---
name: fork-intelligence
description: Discover valuable GitHub fork divergence beyond stars. TRIGGERS - fork analysis, fork intelligence, find forks, valuable forks, fork divergence, fork discovery, upstream forks.
allowed-tools: Read, Bash, Grep, Glob
---

# Fork Intelligence

Systematic methodology for discovering valuable work in GitHub fork ecosystems. Stars-only filtering misses 60-100% of substantive forks — this skill uses branch-level divergence analysis, upstream PR cross-referencing, and domain-specific heuristics to find what matters.

Validated empirically across 10 repositories spanning Python, Rust, TypeScript, C++/Python, and Node.js (tensortrade, backtesting.py, kokoro, pymoo, firecrawl, barter-rs, pueue, dukascopy-node, ArcticDB, flowsurface).

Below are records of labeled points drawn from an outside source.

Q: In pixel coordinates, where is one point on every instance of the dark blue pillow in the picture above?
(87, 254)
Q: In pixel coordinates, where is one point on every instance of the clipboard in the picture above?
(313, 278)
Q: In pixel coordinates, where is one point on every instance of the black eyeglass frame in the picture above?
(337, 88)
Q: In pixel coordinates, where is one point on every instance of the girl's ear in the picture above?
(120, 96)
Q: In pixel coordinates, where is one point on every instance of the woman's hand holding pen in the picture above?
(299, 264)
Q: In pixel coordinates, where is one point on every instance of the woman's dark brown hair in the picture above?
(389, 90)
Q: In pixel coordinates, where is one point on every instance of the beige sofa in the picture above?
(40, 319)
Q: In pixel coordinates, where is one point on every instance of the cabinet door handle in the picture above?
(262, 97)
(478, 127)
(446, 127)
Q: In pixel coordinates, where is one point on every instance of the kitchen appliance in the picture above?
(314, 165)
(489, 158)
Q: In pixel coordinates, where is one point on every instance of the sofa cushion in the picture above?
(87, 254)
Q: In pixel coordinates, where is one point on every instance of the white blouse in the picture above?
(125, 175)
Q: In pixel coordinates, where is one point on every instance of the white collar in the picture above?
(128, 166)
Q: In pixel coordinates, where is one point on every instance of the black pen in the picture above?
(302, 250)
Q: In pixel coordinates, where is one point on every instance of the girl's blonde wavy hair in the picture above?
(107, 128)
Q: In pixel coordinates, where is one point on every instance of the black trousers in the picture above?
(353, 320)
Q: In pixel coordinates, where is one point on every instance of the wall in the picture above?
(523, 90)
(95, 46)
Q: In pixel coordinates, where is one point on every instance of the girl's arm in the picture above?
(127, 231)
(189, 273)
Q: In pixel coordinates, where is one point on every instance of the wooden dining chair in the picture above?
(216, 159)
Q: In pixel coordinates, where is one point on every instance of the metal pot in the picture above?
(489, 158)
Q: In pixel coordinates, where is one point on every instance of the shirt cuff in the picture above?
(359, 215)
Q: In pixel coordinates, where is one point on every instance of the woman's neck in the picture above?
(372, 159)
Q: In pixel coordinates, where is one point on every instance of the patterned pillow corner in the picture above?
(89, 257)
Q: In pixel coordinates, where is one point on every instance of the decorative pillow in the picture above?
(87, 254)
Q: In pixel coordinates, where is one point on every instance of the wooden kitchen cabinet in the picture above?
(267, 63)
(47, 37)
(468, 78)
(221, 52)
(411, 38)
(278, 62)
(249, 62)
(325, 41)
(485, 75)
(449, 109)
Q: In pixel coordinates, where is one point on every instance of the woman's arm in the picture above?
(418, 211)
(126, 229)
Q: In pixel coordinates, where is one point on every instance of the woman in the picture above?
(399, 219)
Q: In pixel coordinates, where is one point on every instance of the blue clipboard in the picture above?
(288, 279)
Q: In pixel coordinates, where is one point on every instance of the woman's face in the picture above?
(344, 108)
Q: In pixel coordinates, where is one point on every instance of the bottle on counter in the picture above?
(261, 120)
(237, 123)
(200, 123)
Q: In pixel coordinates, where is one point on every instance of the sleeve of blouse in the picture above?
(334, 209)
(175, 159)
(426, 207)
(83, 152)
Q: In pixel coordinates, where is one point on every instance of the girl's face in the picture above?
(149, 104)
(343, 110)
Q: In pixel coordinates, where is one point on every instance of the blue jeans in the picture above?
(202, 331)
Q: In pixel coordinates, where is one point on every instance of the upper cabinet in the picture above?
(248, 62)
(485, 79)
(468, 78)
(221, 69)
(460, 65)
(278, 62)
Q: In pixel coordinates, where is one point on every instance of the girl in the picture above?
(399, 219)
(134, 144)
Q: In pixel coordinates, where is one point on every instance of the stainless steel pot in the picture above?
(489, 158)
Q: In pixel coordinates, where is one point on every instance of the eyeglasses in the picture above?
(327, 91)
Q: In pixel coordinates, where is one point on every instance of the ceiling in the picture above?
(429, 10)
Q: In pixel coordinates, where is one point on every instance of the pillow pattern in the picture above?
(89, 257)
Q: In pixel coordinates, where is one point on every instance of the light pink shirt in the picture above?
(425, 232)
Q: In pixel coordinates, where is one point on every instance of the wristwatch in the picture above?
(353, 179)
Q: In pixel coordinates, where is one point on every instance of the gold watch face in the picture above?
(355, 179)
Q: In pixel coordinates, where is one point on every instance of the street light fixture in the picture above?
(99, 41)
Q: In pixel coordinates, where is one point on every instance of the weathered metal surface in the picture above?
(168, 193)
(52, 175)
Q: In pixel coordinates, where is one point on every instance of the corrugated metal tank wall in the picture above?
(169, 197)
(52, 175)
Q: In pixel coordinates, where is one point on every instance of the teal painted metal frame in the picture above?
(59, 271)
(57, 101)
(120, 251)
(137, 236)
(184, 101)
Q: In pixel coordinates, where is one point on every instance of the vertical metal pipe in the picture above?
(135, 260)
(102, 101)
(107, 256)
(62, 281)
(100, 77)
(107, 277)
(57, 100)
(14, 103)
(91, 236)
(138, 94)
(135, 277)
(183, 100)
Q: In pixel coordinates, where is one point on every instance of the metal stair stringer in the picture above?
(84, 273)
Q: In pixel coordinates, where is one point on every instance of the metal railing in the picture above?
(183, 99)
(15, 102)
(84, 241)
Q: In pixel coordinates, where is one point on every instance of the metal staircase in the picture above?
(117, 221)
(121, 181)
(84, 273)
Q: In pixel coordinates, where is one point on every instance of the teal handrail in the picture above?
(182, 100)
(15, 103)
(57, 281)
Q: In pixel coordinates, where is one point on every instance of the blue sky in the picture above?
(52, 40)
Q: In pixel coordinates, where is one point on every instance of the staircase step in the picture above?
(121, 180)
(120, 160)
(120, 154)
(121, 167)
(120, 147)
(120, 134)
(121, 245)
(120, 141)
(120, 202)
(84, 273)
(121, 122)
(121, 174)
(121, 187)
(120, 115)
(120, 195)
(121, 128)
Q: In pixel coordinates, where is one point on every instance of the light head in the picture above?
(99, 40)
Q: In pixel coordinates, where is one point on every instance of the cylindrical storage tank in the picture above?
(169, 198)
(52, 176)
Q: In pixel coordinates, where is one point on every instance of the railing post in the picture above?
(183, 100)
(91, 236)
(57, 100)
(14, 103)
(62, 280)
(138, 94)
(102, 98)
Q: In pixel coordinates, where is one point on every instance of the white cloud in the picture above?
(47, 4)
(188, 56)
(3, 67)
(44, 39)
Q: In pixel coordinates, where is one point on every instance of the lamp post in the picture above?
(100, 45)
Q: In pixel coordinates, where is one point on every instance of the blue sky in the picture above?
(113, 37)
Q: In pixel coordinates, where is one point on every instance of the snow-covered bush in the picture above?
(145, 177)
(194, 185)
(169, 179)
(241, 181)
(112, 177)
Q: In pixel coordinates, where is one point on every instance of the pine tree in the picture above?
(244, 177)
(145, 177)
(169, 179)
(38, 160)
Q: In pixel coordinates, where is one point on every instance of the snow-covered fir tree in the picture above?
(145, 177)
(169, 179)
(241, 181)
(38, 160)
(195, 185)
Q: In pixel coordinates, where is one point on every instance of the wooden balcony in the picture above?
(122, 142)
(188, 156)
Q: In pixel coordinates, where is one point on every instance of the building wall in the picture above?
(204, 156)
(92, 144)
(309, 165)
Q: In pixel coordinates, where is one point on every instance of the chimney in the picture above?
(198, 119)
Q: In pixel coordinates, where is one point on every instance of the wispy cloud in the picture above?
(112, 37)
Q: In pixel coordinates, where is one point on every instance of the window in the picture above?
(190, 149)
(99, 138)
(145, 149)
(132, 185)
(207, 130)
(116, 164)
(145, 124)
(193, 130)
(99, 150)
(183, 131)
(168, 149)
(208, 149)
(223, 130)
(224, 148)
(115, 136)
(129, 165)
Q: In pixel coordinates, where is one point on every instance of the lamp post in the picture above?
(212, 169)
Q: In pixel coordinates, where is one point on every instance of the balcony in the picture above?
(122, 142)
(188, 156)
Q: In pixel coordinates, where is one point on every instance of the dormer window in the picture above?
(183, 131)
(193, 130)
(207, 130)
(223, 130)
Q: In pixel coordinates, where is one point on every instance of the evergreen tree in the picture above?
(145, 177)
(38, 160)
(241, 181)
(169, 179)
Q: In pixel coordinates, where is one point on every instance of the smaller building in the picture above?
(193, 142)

> **Self-Evolving Skill**: This skill improves through use. If instructions are wrong, parameters drifted, or a workaround was needed — fix this file immediately, don't defer. Only update for real, reproducible issues.

## FIRST — TodoWrite Task Templates

**MANDATORY**: Select and load the appropriate template before any fork analysis.

### Template A — Full Analysis (new repository)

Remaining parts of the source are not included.